Lauderdale by the Sea
Lauderdale-by-the-Sea Travel Blog› entry 5 of 6 › view all entries
Staying at the Holiday Inn for two nights. (See my review)
The south part of Lauderdale-by-the-Sea is situated between Fort Lauderdale and Sea Ranch Lakes, while the north half borders Pompano Beach. The town is on land that is essentially a long narrow island separated from the mainland by the Intracoastal waterway (spanned by drawbridges), stretching approximately one-half dozen city blocks to the Atlantic Ocean. The town is centered on the junction of State Road A1A and Commercial Boulevard. The main industry is tourism; the town has many hotels, motels, and residences used especially during the winter by visitors. At the ocean end of Commercial Boulevard is a long wooden fishing pier.
SR A1A is heavily associated with Florida beach culture and is known for its lush subtropical scenery and ocean vistas.
Two miles of A1A were used as part of the legendary Daytona Beach Road Course. A1A also has been a backbone of Florida Spring Break, serving as "the strip" in both Fort Lauderdale, a popular spring break destination in the 60s, 70s, and 80s, as well as Daytona Beach, which became a popular destination for college spring breakers in the 80s through the present.

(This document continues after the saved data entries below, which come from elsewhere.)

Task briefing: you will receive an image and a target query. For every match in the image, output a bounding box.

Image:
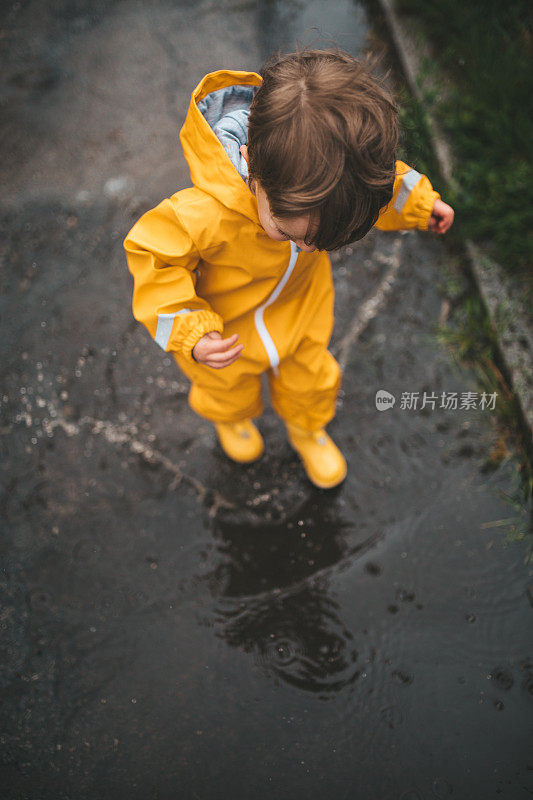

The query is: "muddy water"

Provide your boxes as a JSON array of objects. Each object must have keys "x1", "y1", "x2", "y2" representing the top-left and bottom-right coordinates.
[{"x1": 1, "y1": 1, "x2": 532, "y2": 799}]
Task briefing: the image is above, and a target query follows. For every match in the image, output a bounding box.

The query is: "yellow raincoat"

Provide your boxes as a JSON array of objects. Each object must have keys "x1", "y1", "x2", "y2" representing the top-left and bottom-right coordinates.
[{"x1": 124, "y1": 69, "x2": 440, "y2": 430}]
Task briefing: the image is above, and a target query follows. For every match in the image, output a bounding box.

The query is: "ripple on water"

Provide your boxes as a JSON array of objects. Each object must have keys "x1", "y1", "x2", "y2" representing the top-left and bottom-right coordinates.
[
  {"x1": 521, "y1": 669, "x2": 533, "y2": 699},
  {"x1": 379, "y1": 704, "x2": 403, "y2": 729},
  {"x1": 26, "y1": 588, "x2": 54, "y2": 612},
  {"x1": 72, "y1": 538, "x2": 101, "y2": 564},
  {"x1": 432, "y1": 777, "x2": 453, "y2": 797},
  {"x1": 264, "y1": 638, "x2": 297, "y2": 667},
  {"x1": 391, "y1": 500, "x2": 530, "y2": 670},
  {"x1": 93, "y1": 587, "x2": 128, "y2": 618},
  {"x1": 399, "y1": 788, "x2": 424, "y2": 800},
  {"x1": 392, "y1": 669, "x2": 414, "y2": 686},
  {"x1": 256, "y1": 629, "x2": 360, "y2": 695}
]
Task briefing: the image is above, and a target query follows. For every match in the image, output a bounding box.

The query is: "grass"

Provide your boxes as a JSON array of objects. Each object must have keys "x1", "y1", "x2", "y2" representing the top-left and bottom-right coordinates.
[
  {"x1": 396, "y1": 84, "x2": 439, "y2": 180},
  {"x1": 396, "y1": 0, "x2": 533, "y2": 295}
]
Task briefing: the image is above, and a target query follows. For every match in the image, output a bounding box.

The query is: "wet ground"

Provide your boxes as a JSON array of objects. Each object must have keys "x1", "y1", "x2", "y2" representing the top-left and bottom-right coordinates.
[{"x1": 1, "y1": 1, "x2": 532, "y2": 798}]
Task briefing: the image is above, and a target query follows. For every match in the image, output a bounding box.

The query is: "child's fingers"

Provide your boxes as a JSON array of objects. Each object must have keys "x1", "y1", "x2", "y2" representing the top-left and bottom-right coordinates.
[
  {"x1": 206, "y1": 352, "x2": 243, "y2": 368},
  {"x1": 219, "y1": 333, "x2": 240, "y2": 349},
  {"x1": 428, "y1": 200, "x2": 454, "y2": 234},
  {"x1": 206, "y1": 344, "x2": 244, "y2": 365},
  {"x1": 205, "y1": 333, "x2": 240, "y2": 354},
  {"x1": 209, "y1": 343, "x2": 243, "y2": 359},
  {"x1": 194, "y1": 333, "x2": 240, "y2": 362},
  {"x1": 192, "y1": 332, "x2": 244, "y2": 367},
  {"x1": 429, "y1": 213, "x2": 453, "y2": 234}
]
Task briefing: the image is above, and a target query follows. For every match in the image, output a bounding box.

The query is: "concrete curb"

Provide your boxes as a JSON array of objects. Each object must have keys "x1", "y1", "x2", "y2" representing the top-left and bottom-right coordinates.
[{"x1": 377, "y1": 0, "x2": 533, "y2": 454}]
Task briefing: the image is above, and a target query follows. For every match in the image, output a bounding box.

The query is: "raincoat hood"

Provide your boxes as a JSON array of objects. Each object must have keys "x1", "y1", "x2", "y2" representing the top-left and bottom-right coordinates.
[{"x1": 179, "y1": 70, "x2": 263, "y2": 225}]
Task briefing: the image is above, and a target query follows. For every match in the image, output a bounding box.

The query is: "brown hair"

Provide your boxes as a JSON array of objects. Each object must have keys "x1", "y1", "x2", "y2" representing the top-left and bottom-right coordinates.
[{"x1": 247, "y1": 48, "x2": 399, "y2": 251}]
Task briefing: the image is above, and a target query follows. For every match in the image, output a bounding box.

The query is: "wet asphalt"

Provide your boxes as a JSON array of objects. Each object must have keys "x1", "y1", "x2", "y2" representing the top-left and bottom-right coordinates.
[{"x1": 1, "y1": 2, "x2": 532, "y2": 799}]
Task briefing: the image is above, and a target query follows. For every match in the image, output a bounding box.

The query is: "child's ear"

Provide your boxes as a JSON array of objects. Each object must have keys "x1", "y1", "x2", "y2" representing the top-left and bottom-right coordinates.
[{"x1": 240, "y1": 144, "x2": 249, "y2": 165}]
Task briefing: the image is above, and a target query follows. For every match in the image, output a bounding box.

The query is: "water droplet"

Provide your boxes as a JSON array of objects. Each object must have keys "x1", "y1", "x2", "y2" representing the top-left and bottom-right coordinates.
[
  {"x1": 490, "y1": 667, "x2": 514, "y2": 691},
  {"x1": 73, "y1": 539, "x2": 101, "y2": 563},
  {"x1": 433, "y1": 776, "x2": 453, "y2": 797},
  {"x1": 392, "y1": 669, "x2": 414, "y2": 686},
  {"x1": 396, "y1": 588, "x2": 416, "y2": 602},
  {"x1": 265, "y1": 639, "x2": 296, "y2": 666},
  {"x1": 380, "y1": 705, "x2": 403, "y2": 729}
]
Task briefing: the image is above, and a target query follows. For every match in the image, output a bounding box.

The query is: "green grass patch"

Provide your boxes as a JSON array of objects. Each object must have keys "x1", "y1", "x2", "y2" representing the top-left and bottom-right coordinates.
[
  {"x1": 396, "y1": 0, "x2": 533, "y2": 284},
  {"x1": 396, "y1": 84, "x2": 439, "y2": 180}
]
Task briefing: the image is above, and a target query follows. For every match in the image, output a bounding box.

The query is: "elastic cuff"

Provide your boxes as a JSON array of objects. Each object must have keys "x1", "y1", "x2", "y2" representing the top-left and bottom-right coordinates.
[
  {"x1": 416, "y1": 190, "x2": 441, "y2": 230},
  {"x1": 172, "y1": 310, "x2": 225, "y2": 364}
]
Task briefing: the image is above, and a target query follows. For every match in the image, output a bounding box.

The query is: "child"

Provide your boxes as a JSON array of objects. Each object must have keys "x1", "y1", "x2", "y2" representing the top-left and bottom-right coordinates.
[{"x1": 124, "y1": 49, "x2": 454, "y2": 489}]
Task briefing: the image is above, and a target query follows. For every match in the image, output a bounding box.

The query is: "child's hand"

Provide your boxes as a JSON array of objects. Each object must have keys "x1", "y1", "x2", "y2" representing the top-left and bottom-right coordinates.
[
  {"x1": 192, "y1": 331, "x2": 243, "y2": 368},
  {"x1": 428, "y1": 198, "x2": 454, "y2": 234}
]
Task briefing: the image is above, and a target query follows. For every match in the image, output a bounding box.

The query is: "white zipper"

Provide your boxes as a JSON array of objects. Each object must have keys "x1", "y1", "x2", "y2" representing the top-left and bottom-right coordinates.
[{"x1": 254, "y1": 241, "x2": 299, "y2": 374}]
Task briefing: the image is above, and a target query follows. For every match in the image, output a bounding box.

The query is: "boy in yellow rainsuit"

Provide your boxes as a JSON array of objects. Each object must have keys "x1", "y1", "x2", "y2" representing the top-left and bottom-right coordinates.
[{"x1": 124, "y1": 49, "x2": 454, "y2": 489}]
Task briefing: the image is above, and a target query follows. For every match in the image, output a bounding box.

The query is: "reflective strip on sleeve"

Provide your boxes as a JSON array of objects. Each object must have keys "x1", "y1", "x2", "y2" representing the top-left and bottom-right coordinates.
[
  {"x1": 154, "y1": 309, "x2": 193, "y2": 350},
  {"x1": 394, "y1": 169, "x2": 422, "y2": 213}
]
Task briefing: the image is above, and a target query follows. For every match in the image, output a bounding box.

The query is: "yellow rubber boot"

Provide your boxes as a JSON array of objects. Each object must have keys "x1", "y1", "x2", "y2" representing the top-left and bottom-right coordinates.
[
  {"x1": 215, "y1": 419, "x2": 264, "y2": 463},
  {"x1": 286, "y1": 422, "x2": 347, "y2": 489}
]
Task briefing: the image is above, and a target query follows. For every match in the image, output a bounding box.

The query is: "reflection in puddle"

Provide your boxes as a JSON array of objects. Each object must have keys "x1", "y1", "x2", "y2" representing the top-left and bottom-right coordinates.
[
  {"x1": 206, "y1": 497, "x2": 376, "y2": 696},
  {"x1": 217, "y1": 586, "x2": 360, "y2": 695}
]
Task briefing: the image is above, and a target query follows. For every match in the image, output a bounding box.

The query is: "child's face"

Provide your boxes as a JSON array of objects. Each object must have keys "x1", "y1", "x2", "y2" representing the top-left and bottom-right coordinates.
[
  {"x1": 240, "y1": 145, "x2": 318, "y2": 253},
  {"x1": 254, "y1": 183, "x2": 318, "y2": 253}
]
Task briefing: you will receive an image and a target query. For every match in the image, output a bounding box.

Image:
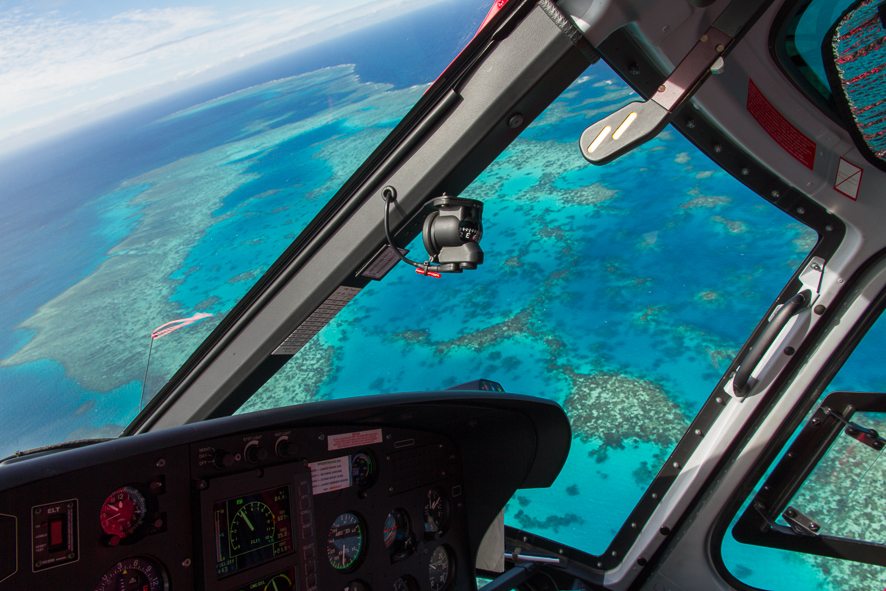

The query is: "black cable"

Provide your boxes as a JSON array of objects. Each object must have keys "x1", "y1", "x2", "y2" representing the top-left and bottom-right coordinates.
[{"x1": 382, "y1": 189, "x2": 443, "y2": 275}]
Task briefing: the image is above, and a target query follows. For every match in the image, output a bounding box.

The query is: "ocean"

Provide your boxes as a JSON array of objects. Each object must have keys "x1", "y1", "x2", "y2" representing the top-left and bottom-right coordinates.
[{"x1": 0, "y1": 3, "x2": 879, "y2": 589}]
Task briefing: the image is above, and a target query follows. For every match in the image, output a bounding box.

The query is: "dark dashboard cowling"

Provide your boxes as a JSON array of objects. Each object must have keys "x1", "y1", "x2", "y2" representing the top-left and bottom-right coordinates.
[{"x1": 0, "y1": 391, "x2": 570, "y2": 591}]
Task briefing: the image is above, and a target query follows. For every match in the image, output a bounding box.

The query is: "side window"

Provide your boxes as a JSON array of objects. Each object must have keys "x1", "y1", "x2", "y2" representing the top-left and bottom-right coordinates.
[
  {"x1": 241, "y1": 62, "x2": 816, "y2": 557},
  {"x1": 722, "y1": 310, "x2": 886, "y2": 590}
]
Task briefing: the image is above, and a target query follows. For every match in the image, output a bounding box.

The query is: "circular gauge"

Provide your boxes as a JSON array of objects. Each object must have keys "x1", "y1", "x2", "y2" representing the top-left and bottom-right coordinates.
[
  {"x1": 230, "y1": 501, "x2": 276, "y2": 552},
  {"x1": 94, "y1": 556, "x2": 168, "y2": 591},
  {"x1": 428, "y1": 545, "x2": 454, "y2": 591},
  {"x1": 99, "y1": 486, "x2": 146, "y2": 542},
  {"x1": 351, "y1": 452, "x2": 376, "y2": 488},
  {"x1": 263, "y1": 572, "x2": 294, "y2": 591},
  {"x1": 327, "y1": 512, "x2": 366, "y2": 572},
  {"x1": 423, "y1": 488, "x2": 450, "y2": 536},
  {"x1": 384, "y1": 508, "x2": 415, "y2": 559},
  {"x1": 383, "y1": 511, "x2": 399, "y2": 548},
  {"x1": 344, "y1": 581, "x2": 371, "y2": 591},
  {"x1": 392, "y1": 575, "x2": 419, "y2": 591}
]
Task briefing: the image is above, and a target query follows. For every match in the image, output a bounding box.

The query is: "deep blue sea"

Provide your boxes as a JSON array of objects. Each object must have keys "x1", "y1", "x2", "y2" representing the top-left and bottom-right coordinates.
[{"x1": 0, "y1": 4, "x2": 880, "y2": 589}]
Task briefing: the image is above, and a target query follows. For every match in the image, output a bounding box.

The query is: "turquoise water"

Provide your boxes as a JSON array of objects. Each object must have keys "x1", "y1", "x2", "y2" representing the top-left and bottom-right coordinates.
[
  {"x1": 244, "y1": 67, "x2": 815, "y2": 565},
  {"x1": 0, "y1": 5, "x2": 878, "y2": 589}
]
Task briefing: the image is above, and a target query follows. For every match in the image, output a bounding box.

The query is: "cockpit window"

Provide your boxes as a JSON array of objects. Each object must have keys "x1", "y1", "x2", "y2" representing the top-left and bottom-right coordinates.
[
  {"x1": 777, "y1": 0, "x2": 858, "y2": 101},
  {"x1": 240, "y1": 62, "x2": 817, "y2": 556},
  {"x1": 0, "y1": 1, "x2": 488, "y2": 458},
  {"x1": 723, "y1": 310, "x2": 886, "y2": 590}
]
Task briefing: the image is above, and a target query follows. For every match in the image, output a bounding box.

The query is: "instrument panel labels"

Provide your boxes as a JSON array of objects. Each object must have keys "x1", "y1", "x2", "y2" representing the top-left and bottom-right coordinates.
[
  {"x1": 327, "y1": 428, "x2": 383, "y2": 451},
  {"x1": 31, "y1": 499, "x2": 78, "y2": 572},
  {"x1": 308, "y1": 457, "x2": 351, "y2": 495}
]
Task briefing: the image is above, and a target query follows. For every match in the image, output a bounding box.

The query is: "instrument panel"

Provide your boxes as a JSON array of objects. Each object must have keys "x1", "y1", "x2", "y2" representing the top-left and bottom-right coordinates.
[
  {"x1": 194, "y1": 424, "x2": 468, "y2": 591},
  {"x1": 0, "y1": 392, "x2": 571, "y2": 591}
]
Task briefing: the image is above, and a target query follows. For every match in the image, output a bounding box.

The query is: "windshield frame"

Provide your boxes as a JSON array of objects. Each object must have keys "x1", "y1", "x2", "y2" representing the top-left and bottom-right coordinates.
[
  {"x1": 711, "y1": 253, "x2": 886, "y2": 590},
  {"x1": 124, "y1": 0, "x2": 848, "y2": 576},
  {"x1": 490, "y1": 24, "x2": 846, "y2": 573},
  {"x1": 125, "y1": 0, "x2": 538, "y2": 431}
]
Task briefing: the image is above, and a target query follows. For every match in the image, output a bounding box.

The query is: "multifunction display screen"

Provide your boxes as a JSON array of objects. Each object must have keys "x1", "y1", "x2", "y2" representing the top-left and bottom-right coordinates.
[{"x1": 213, "y1": 485, "x2": 293, "y2": 578}]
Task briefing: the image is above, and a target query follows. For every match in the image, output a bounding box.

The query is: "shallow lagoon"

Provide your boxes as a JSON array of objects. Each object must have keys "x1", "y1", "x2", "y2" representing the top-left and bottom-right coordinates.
[{"x1": 0, "y1": 15, "x2": 875, "y2": 588}]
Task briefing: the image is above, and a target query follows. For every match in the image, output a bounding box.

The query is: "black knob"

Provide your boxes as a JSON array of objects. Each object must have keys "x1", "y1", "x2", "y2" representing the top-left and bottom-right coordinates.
[
  {"x1": 213, "y1": 450, "x2": 235, "y2": 469},
  {"x1": 275, "y1": 436, "x2": 295, "y2": 458},
  {"x1": 244, "y1": 442, "x2": 268, "y2": 464}
]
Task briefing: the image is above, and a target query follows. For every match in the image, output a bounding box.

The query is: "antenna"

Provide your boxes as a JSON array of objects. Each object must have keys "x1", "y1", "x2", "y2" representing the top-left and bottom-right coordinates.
[{"x1": 140, "y1": 312, "x2": 213, "y2": 408}]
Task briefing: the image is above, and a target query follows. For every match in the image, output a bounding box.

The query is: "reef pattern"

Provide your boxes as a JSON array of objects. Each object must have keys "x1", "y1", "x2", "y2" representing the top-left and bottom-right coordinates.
[{"x1": 2, "y1": 54, "x2": 853, "y2": 589}]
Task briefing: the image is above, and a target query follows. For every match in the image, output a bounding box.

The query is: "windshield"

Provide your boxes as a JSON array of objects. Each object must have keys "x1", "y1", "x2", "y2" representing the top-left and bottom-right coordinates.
[
  {"x1": 0, "y1": 0, "x2": 488, "y2": 457},
  {"x1": 239, "y1": 62, "x2": 817, "y2": 557}
]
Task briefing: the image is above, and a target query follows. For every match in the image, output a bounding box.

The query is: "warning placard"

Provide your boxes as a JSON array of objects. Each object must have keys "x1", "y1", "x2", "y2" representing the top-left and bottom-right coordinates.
[
  {"x1": 834, "y1": 158, "x2": 863, "y2": 201},
  {"x1": 308, "y1": 456, "x2": 351, "y2": 494},
  {"x1": 327, "y1": 429, "x2": 383, "y2": 451},
  {"x1": 747, "y1": 79, "x2": 816, "y2": 170}
]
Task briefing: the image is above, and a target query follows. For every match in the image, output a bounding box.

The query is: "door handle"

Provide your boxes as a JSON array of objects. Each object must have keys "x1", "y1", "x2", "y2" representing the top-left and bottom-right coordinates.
[{"x1": 733, "y1": 291, "x2": 809, "y2": 395}]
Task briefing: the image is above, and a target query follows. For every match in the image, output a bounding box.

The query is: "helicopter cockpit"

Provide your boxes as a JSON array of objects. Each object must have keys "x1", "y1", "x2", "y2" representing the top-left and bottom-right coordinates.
[{"x1": 0, "y1": 0, "x2": 884, "y2": 590}]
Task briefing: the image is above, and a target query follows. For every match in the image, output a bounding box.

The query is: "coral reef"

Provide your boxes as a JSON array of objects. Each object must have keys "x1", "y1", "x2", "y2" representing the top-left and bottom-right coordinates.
[
  {"x1": 563, "y1": 370, "x2": 689, "y2": 455},
  {"x1": 239, "y1": 339, "x2": 335, "y2": 413}
]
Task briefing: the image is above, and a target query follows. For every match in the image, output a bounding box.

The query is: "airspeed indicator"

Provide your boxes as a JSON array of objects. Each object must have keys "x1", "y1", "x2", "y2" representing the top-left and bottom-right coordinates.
[{"x1": 327, "y1": 512, "x2": 365, "y2": 572}]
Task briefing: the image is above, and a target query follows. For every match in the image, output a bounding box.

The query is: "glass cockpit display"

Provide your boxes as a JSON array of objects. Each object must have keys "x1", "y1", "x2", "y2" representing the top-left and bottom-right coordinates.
[{"x1": 213, "y1": 486, "x2": 293, "y2": 578}]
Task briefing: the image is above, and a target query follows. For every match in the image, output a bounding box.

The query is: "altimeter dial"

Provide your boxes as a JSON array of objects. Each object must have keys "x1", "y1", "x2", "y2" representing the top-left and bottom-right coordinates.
[{"x1": 94, "y1": 556, "x2": 168, "y2": 591}]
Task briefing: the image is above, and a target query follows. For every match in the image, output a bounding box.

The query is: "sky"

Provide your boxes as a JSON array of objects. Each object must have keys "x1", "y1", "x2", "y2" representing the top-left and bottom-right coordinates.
[{"x1": 0, "y1": 0, "x2": 455, "y2": 156}]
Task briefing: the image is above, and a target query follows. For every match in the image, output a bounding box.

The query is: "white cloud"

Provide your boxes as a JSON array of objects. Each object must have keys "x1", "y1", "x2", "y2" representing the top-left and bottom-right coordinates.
[{"x1": 0, "y1": 0, "x2": 447, "y2": 154}]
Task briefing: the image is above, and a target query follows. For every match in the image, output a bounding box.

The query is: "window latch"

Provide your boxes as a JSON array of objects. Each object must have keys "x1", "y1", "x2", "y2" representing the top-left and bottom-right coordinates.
[
  {"x1": 782, "y1": 506, "x2": 821, "y2": 536},
  {"x1": 821, "y1": 406, "x2": 886, "y2": 451},
  {"x1": 844, "y1": 422, "x2": 885, "y2": 451}
]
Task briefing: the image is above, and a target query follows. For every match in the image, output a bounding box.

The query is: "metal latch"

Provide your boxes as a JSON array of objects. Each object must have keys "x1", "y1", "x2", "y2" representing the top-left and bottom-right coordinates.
[
  {"x1": 821, "y1": 407, "x2": 886, "y2": 451},
  {"x1": 797, "y1": 256, "x2": 825, "y2": 305},
  {"x1": 845, "y1": 422, "x2": 885, "y2": 451},
  {"x1": 783, "y1": 506, "x2": 821, "y2": 536}
]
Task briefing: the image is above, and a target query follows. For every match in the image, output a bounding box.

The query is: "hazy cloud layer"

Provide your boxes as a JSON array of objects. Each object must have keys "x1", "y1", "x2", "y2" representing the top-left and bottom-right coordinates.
[{"x1": 0, "y1": 0, "x2": 443, "y2": 152}]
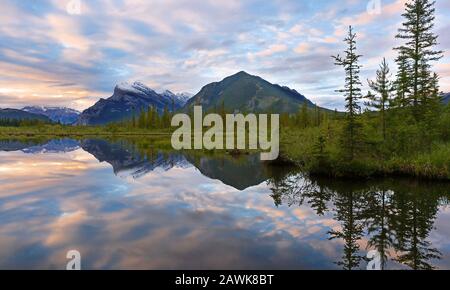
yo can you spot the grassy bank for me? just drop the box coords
[279,121,450,181]
[0,124,173,137]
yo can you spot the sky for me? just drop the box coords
[0,0,449,111]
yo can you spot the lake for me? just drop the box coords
[0,138,449,270]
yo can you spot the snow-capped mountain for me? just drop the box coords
[160,90,193,106]
[22,106,80,124]
[76,82,188,125]
[176,92,194,104]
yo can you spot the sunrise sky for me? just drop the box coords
[1,0,449,111]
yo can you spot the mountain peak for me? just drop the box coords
[115,81,155,95]
[236,70,250,76]
[231,71,252,78]
[185,72,315,113]
[161,89,176,97]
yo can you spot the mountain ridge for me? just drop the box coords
[0,108,52,123]
[22,106,80,124]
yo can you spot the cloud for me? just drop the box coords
[0,0,449,111]
[294,43,310,54]
[250,44,289,59]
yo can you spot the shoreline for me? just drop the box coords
[1,128,449,182]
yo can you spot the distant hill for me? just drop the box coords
[442,93,450,105]
[184,71,316,114]
[0,108,52,122]
[22,106,80,124]
[76,82,190,125]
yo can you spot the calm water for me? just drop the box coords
[0,138,449,270]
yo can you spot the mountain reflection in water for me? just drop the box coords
[0,138,449,270]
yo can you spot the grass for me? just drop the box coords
[0,124,173,137]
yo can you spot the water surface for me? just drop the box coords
[0,138,449,270]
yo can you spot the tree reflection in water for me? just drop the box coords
[268,172,450,270]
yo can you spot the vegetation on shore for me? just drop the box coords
[279,0,449,180]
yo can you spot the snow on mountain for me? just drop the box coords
[160,90,193,106]
[22,106,80,124]
[176,92,193,104]
[76,82,189,125]
[115,81,157,97]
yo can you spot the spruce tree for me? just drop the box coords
[366,58,394,140]
[395,0,443,117]
[332,26,363,160]
[393,53,411,108]
[131,110,136,128]
[298,100,309,128]
[147,105,153,129]
[162,105,170,128]
[138,108,146,128]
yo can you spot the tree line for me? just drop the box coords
[0,118,50,127]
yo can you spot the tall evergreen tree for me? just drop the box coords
[298,100,309,128]
[393,53,411,108]
[138,108,146,128]
[332,26,363,160]
[162,105,170,128]
[131,109,137,128]
[146,105,153,129]
[395,0,443,117]
[314,104,322,127]
[366,58,394,140]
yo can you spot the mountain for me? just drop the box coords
[79,139,269,189]
[80,139,191,179]
[22,106,80,124]
[160,90,193,106]
[76,82,186,125]
[22,139,80,154]
[0,108,52,122]
[185,154,270,190]
[177,92,194,103]
[184,71,316,114]
[442,93,450,105]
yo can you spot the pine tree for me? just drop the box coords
[138,108,146,128]
[315,104,322,127]
[298,100,309,128]
[421,72,442,144]
[366,58,394,140]
[395,0,443,118]
[332,26,363,160]
[393,53,411,108]
[131,110,136,128]
[162,105,170,128]
[146,105,153,129]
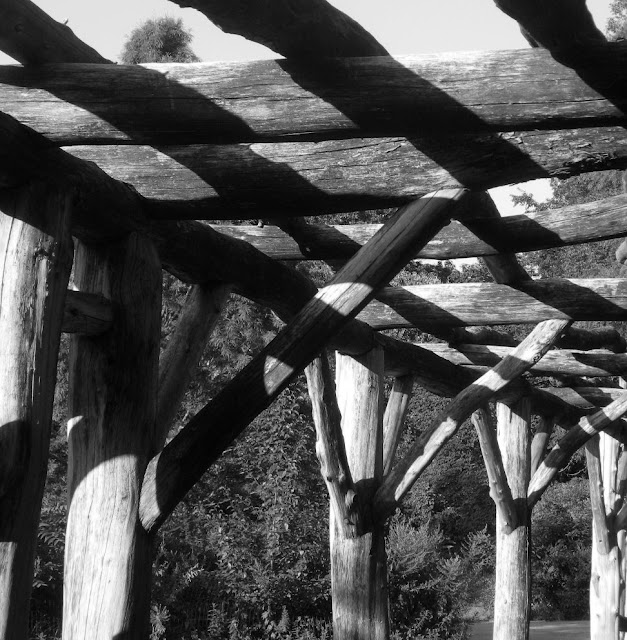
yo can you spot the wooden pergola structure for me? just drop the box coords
[2,0,627,638]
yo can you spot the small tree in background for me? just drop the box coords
[121,16,200,64]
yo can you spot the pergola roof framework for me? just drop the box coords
[2,0,627,638]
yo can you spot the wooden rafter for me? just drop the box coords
[138,189,468,534]
[0,0,109,64]
[374,319,571,519]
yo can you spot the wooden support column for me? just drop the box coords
[63,234,161,640]
[332,347,389,640]
[493,398,531,640]
[587,433,622,640]
[0,183,73,640]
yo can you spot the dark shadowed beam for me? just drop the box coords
[169,0,388,58]
[493,0,605,50]
[0,0,109,64]
[216,194,627,261]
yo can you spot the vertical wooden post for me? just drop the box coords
[63,233,161,640]
[332,347,389,640]
[587,433,622,640]
[493,399,531,640]
[0,184,73,640]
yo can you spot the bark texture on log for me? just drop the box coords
[331,349,389,640]
[62,289,112,335]
[64,235,161,640]
[493,399,531,640]
[139,191,465,533]
[0,184,73,640]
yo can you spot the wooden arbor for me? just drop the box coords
[3,0,627,639]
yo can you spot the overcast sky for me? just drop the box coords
[1,0,616,211]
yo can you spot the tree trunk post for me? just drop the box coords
[0,183,73,640]
[332,347,389,640]
[493,399,531,640]
[63,233,161,640]
[587,432,622,640]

SR A1A begins as a 2 lane, then 4 lane route along the Straits of Florida. Running along the south shore of Key West, SR A1A is the southernmost numbered highway in the lower 48 states. The portion in Monroe County is secretly known as US A1A. Next, it passes East Martello Tower and Key West International Airport. SR A1A curves to the north to end at U.S. Route 1 (SR 5), after intersecting with SR 5A. SR A1A ends, but begins again at I-395 and US 1 in Miami.